🤖 24 AI
🟢 🤝 Agents Thursday, April 16, 2026 · 2 min read

ArXiv: TREX — Two AI Agents Automate the Entire LLM Fine-Tuning Process

Why it matters

TREX is a new multi-agent system that automates the complete fine-tuning pipeline for large language models — from requirements analysis and literature search to data preparation and results evaluation. The system models the experimental process as a search tree, and on the FT-Bench benchmark with 10 real-world tasks, it consistently optimizes model performance.

The Problem: Fine-Tuning Requires Too Much Human Effort

Fine-tuning large language models — the process of adapting a pre-trained model to a specific task — currently requires significant human expertise. A researcher must analyze requirements, search the relevant literature, prepare data, select hyperparameters, run experiments, and evaluate results. Each of these steps involves a series of decisions that rely on experience and intuition.

Researchers Zerun Ma, Guoqiang Wang, and Xinchen Xie propose TREX — a system that automates this entire process using two coordinated AI agents.

How Does TREX Work?

The system is built on two modules. The Researcher takes on the tasks of requirements analysis, literature and data source search, and training strategy formulation. The Executor implements concrete experiments — from preparing data recipes to running training and evaluating results.

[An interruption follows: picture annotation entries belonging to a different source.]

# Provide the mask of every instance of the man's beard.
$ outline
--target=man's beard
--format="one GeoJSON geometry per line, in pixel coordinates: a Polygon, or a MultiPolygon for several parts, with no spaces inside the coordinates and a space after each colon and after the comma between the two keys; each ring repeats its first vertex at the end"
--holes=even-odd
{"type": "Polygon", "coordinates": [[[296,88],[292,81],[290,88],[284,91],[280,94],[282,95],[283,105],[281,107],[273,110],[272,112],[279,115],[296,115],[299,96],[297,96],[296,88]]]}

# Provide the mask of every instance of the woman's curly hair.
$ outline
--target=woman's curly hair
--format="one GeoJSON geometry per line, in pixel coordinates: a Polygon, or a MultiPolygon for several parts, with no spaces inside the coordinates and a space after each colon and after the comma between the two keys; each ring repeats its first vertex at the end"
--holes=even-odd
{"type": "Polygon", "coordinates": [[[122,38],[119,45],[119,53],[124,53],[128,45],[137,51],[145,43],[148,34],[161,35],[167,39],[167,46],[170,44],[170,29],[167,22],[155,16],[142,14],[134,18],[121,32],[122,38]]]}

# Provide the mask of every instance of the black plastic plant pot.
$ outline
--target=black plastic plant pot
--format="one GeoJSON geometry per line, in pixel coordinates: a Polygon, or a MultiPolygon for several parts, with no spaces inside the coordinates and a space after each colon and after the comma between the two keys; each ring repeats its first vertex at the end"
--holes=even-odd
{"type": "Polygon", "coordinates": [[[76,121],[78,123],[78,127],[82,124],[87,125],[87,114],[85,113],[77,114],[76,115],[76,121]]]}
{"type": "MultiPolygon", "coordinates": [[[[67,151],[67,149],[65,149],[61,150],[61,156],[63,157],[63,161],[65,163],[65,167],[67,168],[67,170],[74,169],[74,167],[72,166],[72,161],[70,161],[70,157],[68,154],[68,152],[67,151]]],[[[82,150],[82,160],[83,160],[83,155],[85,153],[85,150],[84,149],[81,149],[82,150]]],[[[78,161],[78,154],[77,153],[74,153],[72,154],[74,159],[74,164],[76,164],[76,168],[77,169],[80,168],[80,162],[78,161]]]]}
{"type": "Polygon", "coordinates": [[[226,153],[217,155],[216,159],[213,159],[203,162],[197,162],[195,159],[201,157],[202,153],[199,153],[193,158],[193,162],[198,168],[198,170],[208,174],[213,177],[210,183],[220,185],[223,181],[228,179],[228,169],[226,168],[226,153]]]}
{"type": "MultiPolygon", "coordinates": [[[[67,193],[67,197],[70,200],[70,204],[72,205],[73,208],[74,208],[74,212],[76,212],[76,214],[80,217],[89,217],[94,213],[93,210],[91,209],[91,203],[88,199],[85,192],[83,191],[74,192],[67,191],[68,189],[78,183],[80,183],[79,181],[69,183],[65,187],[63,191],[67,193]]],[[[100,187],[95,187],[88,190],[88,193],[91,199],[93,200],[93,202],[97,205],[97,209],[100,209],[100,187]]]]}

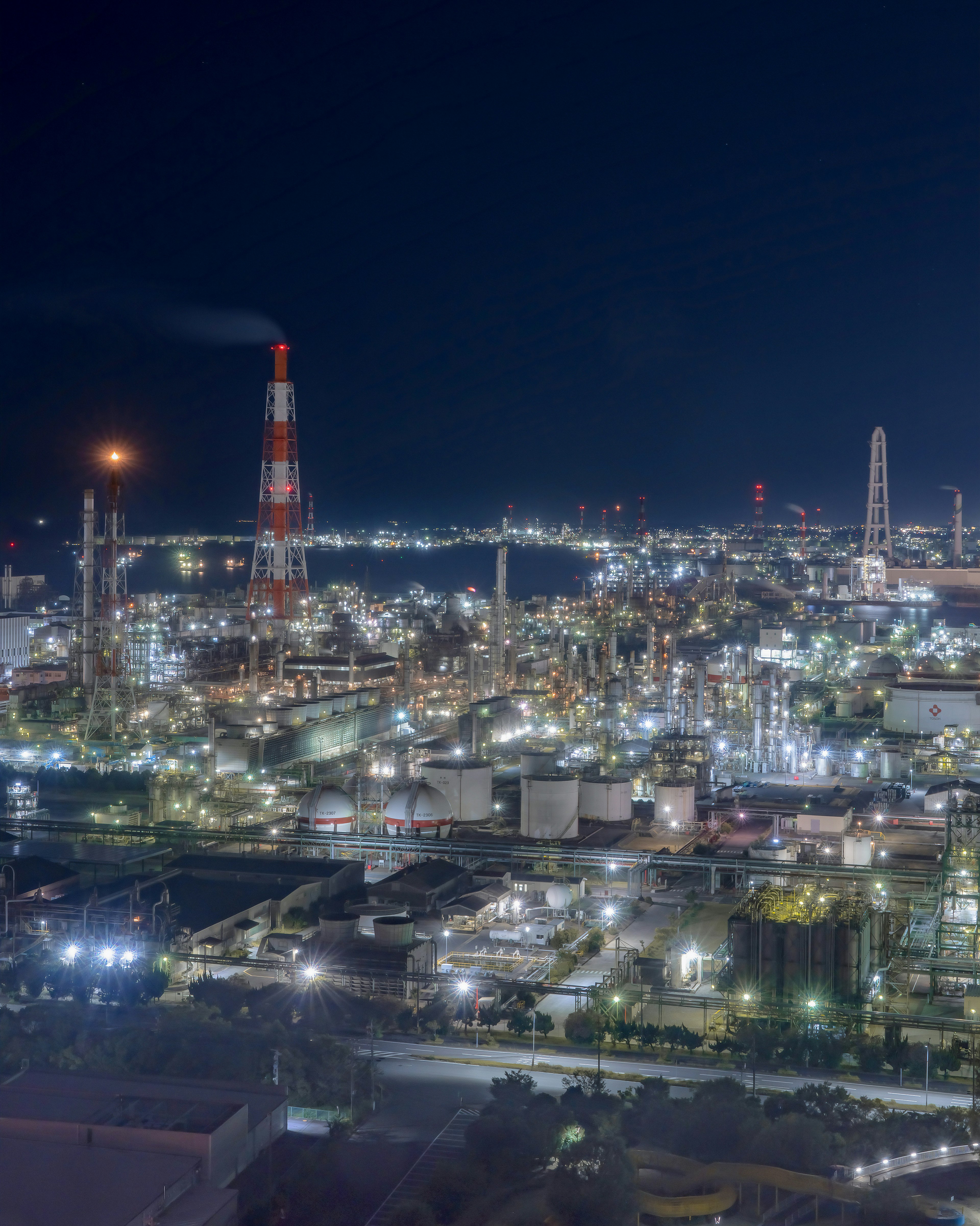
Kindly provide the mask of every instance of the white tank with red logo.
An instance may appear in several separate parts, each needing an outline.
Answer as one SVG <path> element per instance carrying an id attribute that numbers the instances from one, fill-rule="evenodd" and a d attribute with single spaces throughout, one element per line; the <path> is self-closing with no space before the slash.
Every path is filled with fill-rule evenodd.
<path id="1" fill-rule="evenodd" d="M 347 792 L 317 783 L 296 805 L 296 828 L 310 834 L 349 835 L 356 812 Z"/>
<path id="2" fill-rule="evenodd" d="M 421 839 L 448 839 L 452 829 L 450 802 L 431 783 L 415 781 L 393 792 L 385 805 L 385 830 L 388 835 Z"/>

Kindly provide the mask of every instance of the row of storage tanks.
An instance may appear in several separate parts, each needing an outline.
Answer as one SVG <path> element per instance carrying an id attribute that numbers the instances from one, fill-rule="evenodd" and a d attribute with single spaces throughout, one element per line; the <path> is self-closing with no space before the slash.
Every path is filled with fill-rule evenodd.
<path id="1" fill-rule="evenodd" d="M 559 774 L 556 753 L 521 755 L 521 834 L 529 839 L 575 839 L 578 819 L 630 821 L 633 781 L 628 775 L 582 777 Z M 453 821 L 485 821 L 492 810 L 492 766 L 483 761 L 431 761 L 421 780 L 394 791 L 385 804 L 388 835 L 447 839 Z M 692 821 L 693 785 L 658 783 L 658 820 Z M 350 834 L 356 805 L 343 788 L 318 783 L 299 803 L 300 830 Z"/>
<path id="2" fill-rule="evenodd" d="M 380 690 L 344 690 L 342 694 L 327 694 L 326 698 L 287 699 L 278 706 L 262 707 L 258 711 L 230 711 L 222 727 L 227 736 L 247 736 L 250 728 L 261 728 L 266 734 L 278 728 L 295 728 L 315 720 L 326 720 L 331 715 L 343 715 L 356 711 L 361 706 L 377 706 Z"/>
<path id="3" fill-rule="evenodd" d="M 385 804 L 385 832 L 448 839 L 453 821 L 485 821 L 492 805 L 490 763 L 425 763 L 421 780 L 399 787 Z M 350 834 L 356 812 L 343 788 L 317 783 L 299 802 L 296 825 L 316 834 Z"/>

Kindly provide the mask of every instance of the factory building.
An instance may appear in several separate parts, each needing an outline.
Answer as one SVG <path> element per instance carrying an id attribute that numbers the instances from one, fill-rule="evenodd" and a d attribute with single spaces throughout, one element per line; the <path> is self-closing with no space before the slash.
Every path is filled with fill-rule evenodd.
<path id="1" fill-rule="evenodd" d="M 285 1130 L 274 1085 L 27 1069 L 0 1086 L 4 1211 L 53 1226 L 233 1226 L 228 1186 Z"/>
<path id="2" fill-rule="evenodd" d="M 466 893 L 469 875 L 447 859 L 426 859 L 409 864 L 368 886 L 368 901 L 398 902 L 415 915 L 425 915 Z"/>
<path id="3" fill-rule="evenodd" d="M 405 916 L 377 916 L 374 937 L 356 934 L 356 920 L 345 927 L 325 929 L 311 960 L 318 977 L 333 987 L 355 996 L 407 999 L 419 978 L 436 969 L 436 946 L 429 937 L 415 933 L 415 923 Z M 415 978 L 415 977 L 419 978 Z"/>

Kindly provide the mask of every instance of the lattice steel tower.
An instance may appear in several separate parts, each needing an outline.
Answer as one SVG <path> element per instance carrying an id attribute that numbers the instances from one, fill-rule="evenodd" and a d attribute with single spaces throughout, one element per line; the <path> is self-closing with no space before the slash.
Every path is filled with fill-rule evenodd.
<path id="1" fill-rule="evenodd" d="M 293 384 L 285 378 L 288 349 L 287 345 L 272 347 L 276 378 L 266 391 L 258 519 L 249 584 L 249 615 L 271 617 L 279 641 L 285 638 L 287 622 L 306 618 L 310 601 L 303 547 L 296 408 Z"/>
<path id="2" fill-rule="evenodd" d="M 119 557 L 119 538 L 124 535 L 121 510 L 123 482 L 119 456 L 110 456 L 105 489 L 105 531 L 102 557 L 96 568 L 99 617 L 96 623 L 94 678 L 92 705 L 88 709 L 85 739 L 108 737 L 115 741 L 129 727 L 136 710 L 136 691 L 130 668 L 130 617 L 126 598 L 126 566 Z"/>
<path id="3" fill-rule="evenodd" d="M 882 533 L 884 539 L 882 541 Z M 888 450 L 884 430 L 878 425 L 871 435 L 871 466 L 867 474 L 867 519 L 865 520 L 865 558 L 892 557 L 892 527 L 888 522 Z"/>

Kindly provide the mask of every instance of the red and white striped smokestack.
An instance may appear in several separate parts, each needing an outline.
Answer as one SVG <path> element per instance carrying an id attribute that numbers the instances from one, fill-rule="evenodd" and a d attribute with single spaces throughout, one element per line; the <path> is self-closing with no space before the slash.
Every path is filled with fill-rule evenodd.
<path id="1" fill-rule="evenodd" d="M 276 378 L 266 391 L 266 429 L 258 519 L 255 533 L 249 609 L 271 615 L 282 640 L 287 620 L 306 617 L 309 584 L 303 548 L 293 384 L 287 379 L 288 345 L 273 345 Z"/>

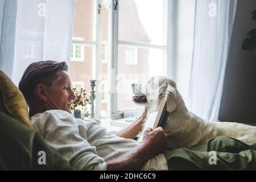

The key innovation is modeling the experimental process as a search tree. Each node in the tree represents a specific training configuration, and branches lead to variations. The system can efficiently plan exploration paths, reuse results from previous experiments, and draw conclusions from iterative attempts — rather than starting each experiment from scratch.

Results on the FT-Bench Benchmark

For evaluation, the researchers developed FT-Bench — a benchmark with 10 real-world tasks covering a range from optimizing foundational capabilities to improving domain-specific performance. Results show that the TREX agent “consistently optimizes model performance on target tasks.”

For teams that regularly fine-tune models, TREX promises a significant reduction in time and experimentation costs — by automating the routine steps currently performed by expensive ML engineers.

🤖

This article was generated using artificial intelligence from primary sources.